Second, launch an economic boycott of all products and services from companies that promote racism or employ racists that appear in the roll of shame. No black person and government must spend a cent in the companies that harbour racists. An economic embargo will be the most effective weapon against racists, as it did during apartheid. Government should vet all those doing business with it so that racists can not earn sustenance from state procurement. We should use the buying power to teach racists some level of humility. In Zimbabwe and Mozambique they used the gun to teach whites respect. In South Africa we must use the economy.

Third, South African should criminalise racism so that bigots can get stiff sentences. After all, racism stunts growth as much as corruption. So let racists who promote disunity go to jail. Great news we hear from Parliament that the ruling party has been joined by other parties in the calls for legislation to criminalise racism.

Fourth, transformation through such instruments as BEE and EE should be accelerated alongside the provision of high quality education especially for rural and township students. Education shouldn’t stand in the way of black students achieving their dreams and breaking the circle of poverty in their families.

Fifth, there is a need to build a massive anti-racism awareness program supported by civil society so that South African children can grow up in a society which holds values that shun all forms of racism, tribalism and sexism.

Sixth, there is a need to reboot relations with the black intelligentsia so that there can be intellectual leadership and innovation on matters of transformation, social cohesion and national unity. The black intelligentsia holds the key to many answers to problems confronting society hence the call for their re-engagement. The same applies to black professionals who present the greatest possibility of change given the social capital they possess.

Racialpreneurs like Penny Sparrow are doing well to mobilise society against herself and fellow racists who call us dirty monkeys. The millions of patriotic white South Africans are already isolating her and her fellow racialpreneurs.
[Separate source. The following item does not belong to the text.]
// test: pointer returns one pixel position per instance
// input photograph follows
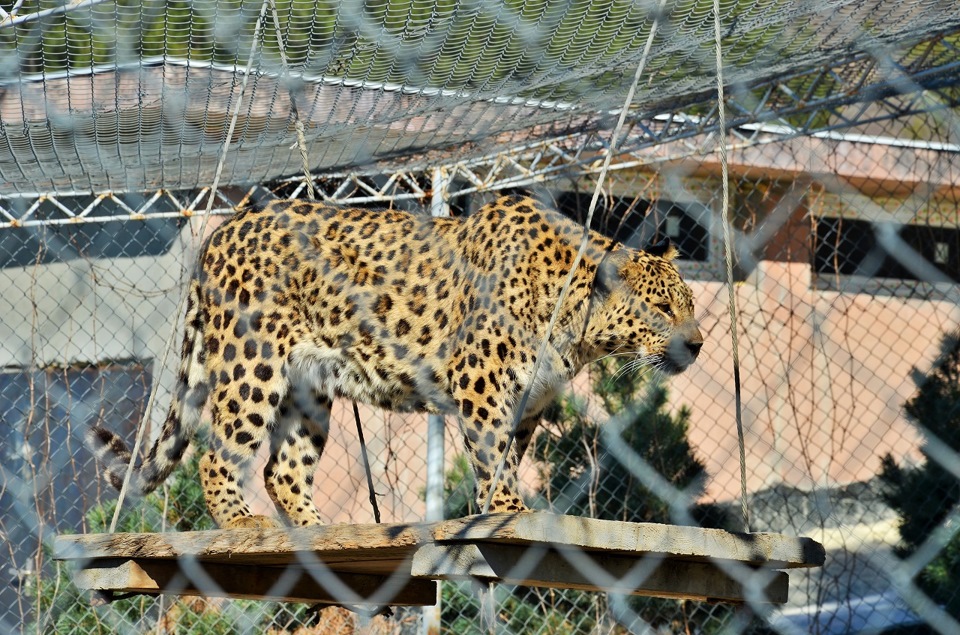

In conclusion, our society must develop absolute intolerance for racial entrepreneurs. No man must be allowed to kill another man’s pride since “every man is born with a certain amount of pride in his humanity. But I have come to believe that pride is only a mortal thing, and that there are many ways to destroy it.” This citation from Mtutuzeli Matshoba’s “To Kill a Man’s Pride” applies to both racists and victims of racism. Chauvinists like Chris Hart, Dianne Kohler Barnard and Penny Sparrow, should not be allowed to further destroy the pride of black people like during apartheid.

Lest our children idolise Es’kia Mphahlele’s Tekane “who mixed his political talk with religious proclamations and prophesies. The day would come for the white man to do the same dirty work as we were doing, earn their money the way we were earning it, live in Marabastad and enjoy the smell from the sewage works. We would move up to take the white man’s place. God had willed it that way.”

That is not what South Africa is about. It’s about non-racialism, non-sexism, democratic, just and prosperous society relentless in its pursuit of transformation, social and economic inclusion objectives! DM

Busani Ngcaweni is book author and contributes opinion articles in various newspapers.